Dominique and I are showing and training a beautiful dog of my breeding named Smokey. His first dog shows were not pretty when three days in a row Smokey decided to not be touched by the judge and had to be excused out of the ring. It happened at the biggest specialty weekend for the breed annually which is Harrisburg in April.
Funny thing too, since he is generally an extroverted guy with good people skills and attraction. The excusal was after watching airbound Smokey imitate Cirque du Soleil flying through the air like a giant fish flailing.
I convinced his owner Linda, who did a splendid job raising him as a wonderful house pet, to send him here so we could modify the behavior. The dog was too handsome to wash our hands of his show career.
In one easy week, Cirque de Soleil Smokey became solid show dog Smokey and at his first dog show was Best Of Breed and on to a Group 2. We put intensive work in to him every single day, clarifying our expectations at every moment.
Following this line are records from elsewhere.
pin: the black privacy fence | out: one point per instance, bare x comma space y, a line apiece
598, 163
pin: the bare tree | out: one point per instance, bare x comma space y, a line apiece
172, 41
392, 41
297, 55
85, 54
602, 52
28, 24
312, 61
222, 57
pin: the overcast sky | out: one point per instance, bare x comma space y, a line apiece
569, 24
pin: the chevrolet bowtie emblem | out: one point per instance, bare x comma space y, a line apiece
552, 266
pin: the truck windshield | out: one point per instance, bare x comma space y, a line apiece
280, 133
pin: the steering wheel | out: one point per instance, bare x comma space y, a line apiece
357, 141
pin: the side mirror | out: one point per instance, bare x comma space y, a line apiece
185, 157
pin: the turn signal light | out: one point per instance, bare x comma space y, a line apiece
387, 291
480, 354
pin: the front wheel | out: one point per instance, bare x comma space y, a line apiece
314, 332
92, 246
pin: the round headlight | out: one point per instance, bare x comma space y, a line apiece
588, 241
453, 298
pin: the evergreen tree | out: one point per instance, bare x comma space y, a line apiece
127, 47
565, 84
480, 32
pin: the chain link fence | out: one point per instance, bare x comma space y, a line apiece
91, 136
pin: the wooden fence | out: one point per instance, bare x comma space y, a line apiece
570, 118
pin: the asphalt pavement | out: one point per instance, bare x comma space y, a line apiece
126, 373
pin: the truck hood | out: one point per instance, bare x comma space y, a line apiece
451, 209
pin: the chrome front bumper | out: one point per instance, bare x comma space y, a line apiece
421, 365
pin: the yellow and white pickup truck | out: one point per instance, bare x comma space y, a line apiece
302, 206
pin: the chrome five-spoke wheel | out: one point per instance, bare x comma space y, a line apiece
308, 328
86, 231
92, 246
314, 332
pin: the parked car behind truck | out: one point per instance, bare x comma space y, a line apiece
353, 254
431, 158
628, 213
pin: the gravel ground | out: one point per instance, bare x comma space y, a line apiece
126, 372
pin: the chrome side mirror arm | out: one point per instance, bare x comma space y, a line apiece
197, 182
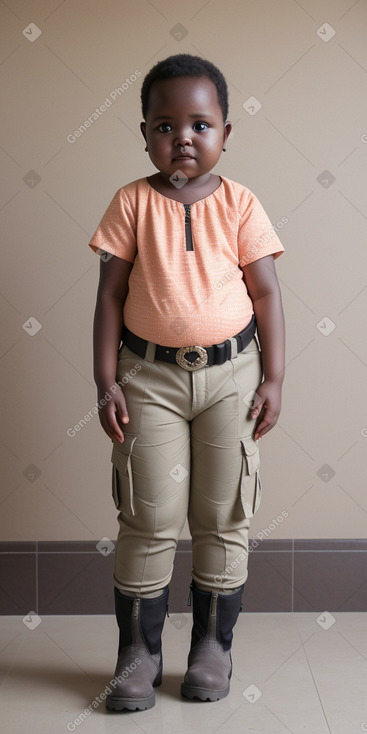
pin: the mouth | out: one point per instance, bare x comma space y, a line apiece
183, 157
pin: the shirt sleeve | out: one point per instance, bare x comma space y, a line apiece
257, 236
116, 232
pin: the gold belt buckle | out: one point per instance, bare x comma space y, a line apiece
199, 362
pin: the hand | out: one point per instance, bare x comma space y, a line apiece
114, 413
267, 407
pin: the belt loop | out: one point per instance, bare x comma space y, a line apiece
234, 347
150, 352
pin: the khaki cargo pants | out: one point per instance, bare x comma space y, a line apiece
188, 452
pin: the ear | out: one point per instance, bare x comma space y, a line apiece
227, 130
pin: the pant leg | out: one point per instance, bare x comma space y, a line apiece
151, 472
225, 483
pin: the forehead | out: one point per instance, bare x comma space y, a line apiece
185, 92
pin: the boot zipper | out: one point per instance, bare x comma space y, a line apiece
188, 231
213, 604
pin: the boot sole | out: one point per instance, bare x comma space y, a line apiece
131, 704
203, 694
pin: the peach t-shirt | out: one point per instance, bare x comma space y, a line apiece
186, 285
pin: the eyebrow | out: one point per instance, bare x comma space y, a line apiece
168, 117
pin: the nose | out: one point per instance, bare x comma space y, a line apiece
183, 139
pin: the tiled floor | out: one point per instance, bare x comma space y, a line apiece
310, 677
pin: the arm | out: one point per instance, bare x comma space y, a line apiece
108, 321
263, 288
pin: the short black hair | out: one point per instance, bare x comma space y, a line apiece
185, 65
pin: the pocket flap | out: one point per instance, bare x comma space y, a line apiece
122, 479
121, 453
251, 451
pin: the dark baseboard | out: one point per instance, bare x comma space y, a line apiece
284, 576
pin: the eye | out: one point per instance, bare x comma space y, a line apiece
163, 127
199, 127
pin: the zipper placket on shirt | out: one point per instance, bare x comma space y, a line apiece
188, 231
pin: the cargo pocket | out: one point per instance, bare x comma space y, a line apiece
122, 478
250, 477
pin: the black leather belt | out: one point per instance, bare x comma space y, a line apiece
193, 357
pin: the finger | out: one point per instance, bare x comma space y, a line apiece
256, 410
265, 425
111, 427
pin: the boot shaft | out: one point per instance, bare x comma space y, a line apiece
215, 615
141, 620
The starting point was to narrow down the specific behavior which was the problem. He was friendly and cute as long as he approached. He charmingly sauntered up to greet pretty much everyone. But put him in the position of an approach where he had no choice or escape valve or avoidance option and you were left with a bucking flailing bronco. Additionally, Smokey had learned that the balking thing like some hairy donkey worked well to change the subject and direct the outcome his way. He expected, probably through life experiences, that when he put the brakes on or resisted, it pretty much always went his way.
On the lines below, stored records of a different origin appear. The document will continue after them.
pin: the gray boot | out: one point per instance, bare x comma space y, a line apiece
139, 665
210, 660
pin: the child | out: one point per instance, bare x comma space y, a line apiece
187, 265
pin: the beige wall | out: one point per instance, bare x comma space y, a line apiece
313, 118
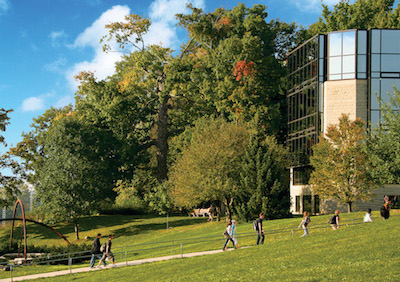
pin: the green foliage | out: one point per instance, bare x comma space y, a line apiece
9, 184
384, 143
340, 163
264, 180
79, 167
362, 14
209, 167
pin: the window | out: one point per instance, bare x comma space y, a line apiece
341, 55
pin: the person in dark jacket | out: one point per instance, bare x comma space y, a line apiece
96, 251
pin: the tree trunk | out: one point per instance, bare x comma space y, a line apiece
162, 134
77, 230
349, 207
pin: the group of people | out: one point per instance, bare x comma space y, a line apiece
101, 252
230, 232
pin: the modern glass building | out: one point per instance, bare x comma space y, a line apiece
330, 74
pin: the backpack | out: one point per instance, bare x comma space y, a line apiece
103, 248
255, 225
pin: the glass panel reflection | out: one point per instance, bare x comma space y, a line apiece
376, 41
362, 63
374, 117
375, 90
387, 85
390, 41
335, 44
349, 64
335, 65
362, 42
375, 63
390, 63
349, 43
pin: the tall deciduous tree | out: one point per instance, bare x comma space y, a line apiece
384, 143
9, 184
264, 180
340, 163
77, 169
209, 167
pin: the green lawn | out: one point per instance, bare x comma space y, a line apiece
365, 252
136, 230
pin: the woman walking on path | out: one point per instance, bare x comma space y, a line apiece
304, 223
334, 221
234, 233
228, 233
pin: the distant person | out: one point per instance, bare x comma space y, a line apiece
334, 221
367, 216
304, 223
107, 252
234, 233
228, 233
385, 210
259, 229
96, 253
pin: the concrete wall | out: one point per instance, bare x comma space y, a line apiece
344, 97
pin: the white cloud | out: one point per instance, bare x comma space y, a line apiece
56, 66
162, 14
102, 63
4, 6
314, 6
64, 101
33, 104
56, 37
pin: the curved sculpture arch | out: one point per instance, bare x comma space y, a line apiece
24, 220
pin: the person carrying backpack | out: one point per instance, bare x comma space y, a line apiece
304, 223
96, 253
258, 228
334, 220
107, 252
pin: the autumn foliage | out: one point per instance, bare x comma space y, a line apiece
243, 69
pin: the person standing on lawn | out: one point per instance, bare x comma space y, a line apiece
96, 254
260, 231
107, 252
228, 233
304, 223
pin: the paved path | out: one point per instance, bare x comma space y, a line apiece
120, 264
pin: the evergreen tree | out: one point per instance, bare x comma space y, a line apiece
264, 180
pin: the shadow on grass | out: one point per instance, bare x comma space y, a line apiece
142, 228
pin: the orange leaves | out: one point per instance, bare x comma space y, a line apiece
243, 69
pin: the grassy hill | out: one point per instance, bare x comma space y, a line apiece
359, 252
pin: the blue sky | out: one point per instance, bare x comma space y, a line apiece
44, 43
So two behaviors were taught. One, with the assistance of a snug nylon training collar providing consequences for backwards motion, Smokey was never, not ever, permitted to balk, slow down, resist, or make any avoidance of the forward propulsion guided by a human.If he balked it was to be anticipated and quickly interrupted and forward momentum continued.
Two, he was taught with firm correction and intervention that he MUST stand up and be touched. NO choice was given other than shoving him back in to position if he even so much as shifted his body weight, let along tried to fling in to the air or colapse to the ground. At his first fun match he was literally lifted up by me by collar and tail to a standing position and held there until he was standing on his own steam being touched all over by the judge.
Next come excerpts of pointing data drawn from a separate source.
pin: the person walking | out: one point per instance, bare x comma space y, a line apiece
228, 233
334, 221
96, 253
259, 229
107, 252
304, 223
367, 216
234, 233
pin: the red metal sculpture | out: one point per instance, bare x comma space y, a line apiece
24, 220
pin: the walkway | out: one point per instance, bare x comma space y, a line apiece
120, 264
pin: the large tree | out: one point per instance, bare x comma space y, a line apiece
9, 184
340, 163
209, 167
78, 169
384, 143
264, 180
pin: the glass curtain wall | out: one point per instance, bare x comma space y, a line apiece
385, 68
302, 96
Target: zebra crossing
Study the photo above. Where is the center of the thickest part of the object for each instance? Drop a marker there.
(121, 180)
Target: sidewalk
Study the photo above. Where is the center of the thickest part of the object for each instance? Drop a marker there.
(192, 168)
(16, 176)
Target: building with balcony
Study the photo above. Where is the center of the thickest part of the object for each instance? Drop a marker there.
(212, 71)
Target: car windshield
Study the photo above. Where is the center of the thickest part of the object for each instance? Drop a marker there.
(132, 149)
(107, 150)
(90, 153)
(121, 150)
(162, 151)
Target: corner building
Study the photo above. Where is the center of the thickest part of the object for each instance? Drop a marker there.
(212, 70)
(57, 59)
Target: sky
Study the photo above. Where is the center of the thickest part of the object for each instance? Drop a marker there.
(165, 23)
Dominique and I partnered in Smokey's recovery. Dominique handled him in the match. Dominique is a soft person with a light hand-in opposition to my own. We felt it useful to have him resilient to mutliple people making demands and handling him and his behavior. SMokey learned to be a show dog at that match.
The other helpful excercise we did was at Tuesday night obedience class. While the entire large advanced class did long down stays with their dogs, Dominique walked along the line with Smokey and asked each and every one of the students to touch and examine Smokey like a dog show.
Even though most of my students are pet people, almost all knew how to do a dog show exam because of dog shows on TV. The excercise was good for Smokey and a great distraction for the students' dogs.
It has been no looking back. The reaction to Smokey from exhibitors and judges is VERY positive. He has since been Best of Breed again, over a special (champion) and another group placement and points to his championship. Dominique is showing Smokey and doing a great job in all aspects-his behavior, his grooming and his showing. Now I will see if I can get some pictures up of him.